Green Strategy category

Title screen from Green

Joni Mitchell’s environmental anthem “Big Yellow Taxi” opens with the tragic image that “they paved paradise and put up a parking lot.” Cascoly Software’s eco-strategy game Green introduces itself with that first verse and sounds like a direct adaptation of those lyrics, slightly naive folksiness and all. The villains literally want to pave over nature.

The game’s lighthearted anti-development conceit has the potential to make a fun point about keeping green spaces green. The player’s hands-off role doesn’t feel like an useful, interesting way to wage that war, though, or to stand up for the environment. Both the game and the movement need a better plan than being vaguely irritating.

Green puts you on nature’s side of a territory battle. You control a farm under siege from urban developers attempting to build over the greenery. Your objective is to stymie them – not to defeat them outright, but to make their job so difficult that they just give up and leave in a huff. You fight back primarily by placing hedges or walls in their way; you can also guide planters to re-cultivate spaces, but should they tire out, they might turn to the evils of urbanization. Every so often, you get a stipend to spend on more obstacles to disrupt the pavers’ progress based on how much of the map you’ve kept safe.

Screenshot from Green

They took all the trees / Put ’em in a tree museum

As the description implies, much of the strategy in Green is indirect. That idea could have merit, but here, it leaves the game confusing and missing feedback. Annoying the suit-wearing pavers with hedge rows and walled-off paths into a river can be pretty funny to watch, but they’ll eventually plow their way through. Your commands to the planters have a similarly hazy effect: they treat your requests as light suggestions that they can disregard if they want to do something else, like wander in the opposite direction or nothing. Your actions only nudge gradual processes, and the game struggles to show how you can make a difference or play more effectively.

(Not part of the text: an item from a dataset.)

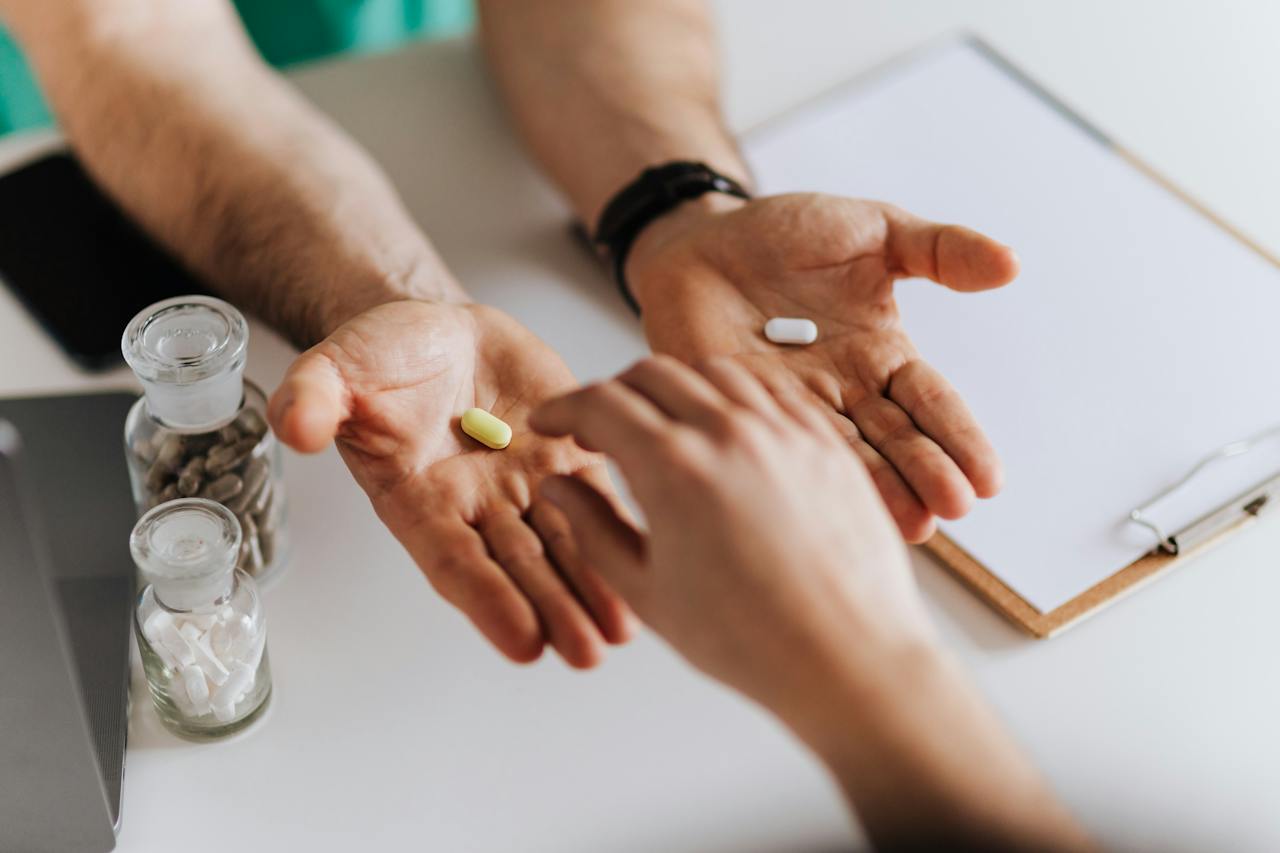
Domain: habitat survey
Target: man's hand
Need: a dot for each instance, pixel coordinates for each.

Money and score, two indicators that should hint at your overall performance, offer probably the least direct help. Changes in money flow based on your performance are poorly communicated, but your score seems totally untethered to anything happening in the game. During a failed round on the highest difficulty setting, I lost but still somehow suddenly earned several billion points.

This aimless design doesn’t appear to be a critique of the unorganized opposition to urban sprawl, because the game still expects you to play to win. (It may even undermine its environmental message by encouraging you to build stone walls all over a meadow.) If nothing seems to have an impact, and you have no metric for gauging your success, what are you even playing?

Green fills a niche of endearingly simplistic environmentalism, almost like you would order it from a 70s counterculture magazine. But it lacks the rigor either to build the theme past merely charming or to assemble an engaging level of strategy from the premise. The businessmen in Green certainly deserve to get dunked into a bush, but the game doesn’t know how to follow up that caricature.